In many ways Shakedown: Hawaii resembles Vblank’s prior game, Retro City Rampage. The top-down Grand Theft Auto style gameplay is similar to RCR: you have mostly free reign to steal cars, run over pedestrians, and generally run amok as you go from mission to mission to eliminate the competition. You can also don disguises to add some personal flair and additional goofiness to the mix. While there is a police force and they will hunt you down if you aren’t careful, the basic gameplay is fairly freewheeling and it was fun to just drive around causing havoc. Want to smash into a wall? No problem. Feel like firing a bazooka at someone? It’s dumb fun. That said, the missions can get tough: I died repeatedly trying to torch a collection of businesses without catching on fire myself.
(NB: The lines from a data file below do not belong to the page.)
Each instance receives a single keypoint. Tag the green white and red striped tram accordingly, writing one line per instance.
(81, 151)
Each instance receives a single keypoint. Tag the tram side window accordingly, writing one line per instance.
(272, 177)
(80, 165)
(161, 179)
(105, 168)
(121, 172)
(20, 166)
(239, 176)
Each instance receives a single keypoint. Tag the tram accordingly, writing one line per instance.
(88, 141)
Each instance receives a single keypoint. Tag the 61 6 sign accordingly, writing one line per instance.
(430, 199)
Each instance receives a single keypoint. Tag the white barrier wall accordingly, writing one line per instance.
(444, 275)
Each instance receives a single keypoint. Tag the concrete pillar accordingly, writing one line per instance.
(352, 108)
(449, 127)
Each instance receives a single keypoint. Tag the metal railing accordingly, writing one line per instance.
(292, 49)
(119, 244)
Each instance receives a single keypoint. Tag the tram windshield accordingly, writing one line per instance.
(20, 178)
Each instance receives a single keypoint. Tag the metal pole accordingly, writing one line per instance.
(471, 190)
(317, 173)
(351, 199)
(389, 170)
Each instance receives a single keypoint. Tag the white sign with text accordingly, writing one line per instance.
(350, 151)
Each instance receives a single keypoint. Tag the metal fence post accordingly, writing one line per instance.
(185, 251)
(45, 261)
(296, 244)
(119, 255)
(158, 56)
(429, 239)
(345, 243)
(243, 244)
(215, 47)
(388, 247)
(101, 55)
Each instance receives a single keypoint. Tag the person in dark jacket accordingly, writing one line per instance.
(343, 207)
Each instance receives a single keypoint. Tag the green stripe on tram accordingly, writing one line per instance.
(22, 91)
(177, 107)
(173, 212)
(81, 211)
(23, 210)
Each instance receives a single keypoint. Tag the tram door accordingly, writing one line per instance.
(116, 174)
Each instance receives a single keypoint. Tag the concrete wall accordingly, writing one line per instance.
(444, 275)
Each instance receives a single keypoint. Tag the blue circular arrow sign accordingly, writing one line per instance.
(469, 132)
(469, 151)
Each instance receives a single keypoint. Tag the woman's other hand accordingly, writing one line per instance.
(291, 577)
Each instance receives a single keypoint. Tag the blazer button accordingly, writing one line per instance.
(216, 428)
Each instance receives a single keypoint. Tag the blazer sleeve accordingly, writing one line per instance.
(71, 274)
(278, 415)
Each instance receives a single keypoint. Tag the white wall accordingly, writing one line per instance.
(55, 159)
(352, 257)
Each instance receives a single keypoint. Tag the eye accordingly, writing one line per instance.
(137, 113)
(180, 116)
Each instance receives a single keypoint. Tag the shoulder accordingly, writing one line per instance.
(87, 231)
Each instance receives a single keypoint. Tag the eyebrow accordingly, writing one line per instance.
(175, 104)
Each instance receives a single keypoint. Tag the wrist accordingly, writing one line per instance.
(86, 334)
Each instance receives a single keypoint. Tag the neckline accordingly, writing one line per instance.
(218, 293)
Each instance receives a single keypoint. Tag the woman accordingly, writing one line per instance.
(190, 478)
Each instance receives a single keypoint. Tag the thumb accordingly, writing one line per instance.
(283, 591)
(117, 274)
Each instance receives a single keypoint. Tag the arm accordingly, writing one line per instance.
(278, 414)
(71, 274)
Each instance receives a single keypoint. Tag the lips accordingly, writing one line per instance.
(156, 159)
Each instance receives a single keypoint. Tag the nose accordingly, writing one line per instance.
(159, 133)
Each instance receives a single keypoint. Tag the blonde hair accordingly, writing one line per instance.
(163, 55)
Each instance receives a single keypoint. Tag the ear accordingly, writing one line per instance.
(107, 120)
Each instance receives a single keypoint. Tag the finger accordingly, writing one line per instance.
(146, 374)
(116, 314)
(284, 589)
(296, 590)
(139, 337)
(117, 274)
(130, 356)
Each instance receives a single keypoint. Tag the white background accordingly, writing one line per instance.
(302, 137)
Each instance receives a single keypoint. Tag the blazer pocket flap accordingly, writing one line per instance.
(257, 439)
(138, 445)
But the main story should not be dismissed as an afterthought. Although not featured in the promotional trailer for the game, the writing is a huge part of this game’s appeal based on the demo. What I saw of the game oozed with personality. The writing is stuffed with observational humor and parodies of exploitative business practices, and the stylized cut-scene artwork further help to bring the characters to life. Even incidental conversations with denizens and descriptions of locations on the map are worth reading. The mobster boss has a stilted, jaded charisma that is critical to making an anti-hero doing horrible things work.
Though it shares much of its core gameplay with Retro City Rampage, one area where Shakedown: Hawaii is a noticeable upgrade is in its visuals. Whereas RCR looked closer to an 8-bit game, Shakedown game cranks it up a notch to pay homage to the 16-bit era. The sprite work is detailed, yet still slightly chunky, with subtle shadows on rooftops and other touches that really sell the town and its characters. The style overall was reminiscent of some of the arcade and Sierra adventure games from our youths.
Shakedown: Hawaii is coming to multiple platforms (including a 3DS version that was not being demoed) but feels especially at home on Switch. This looks to be a great game for a commute or while hanging out around the house, and it ran and felt great on the Switch in handheld mode when compared with the PC version. Definitely worth getting your dirty hands on when it comes out.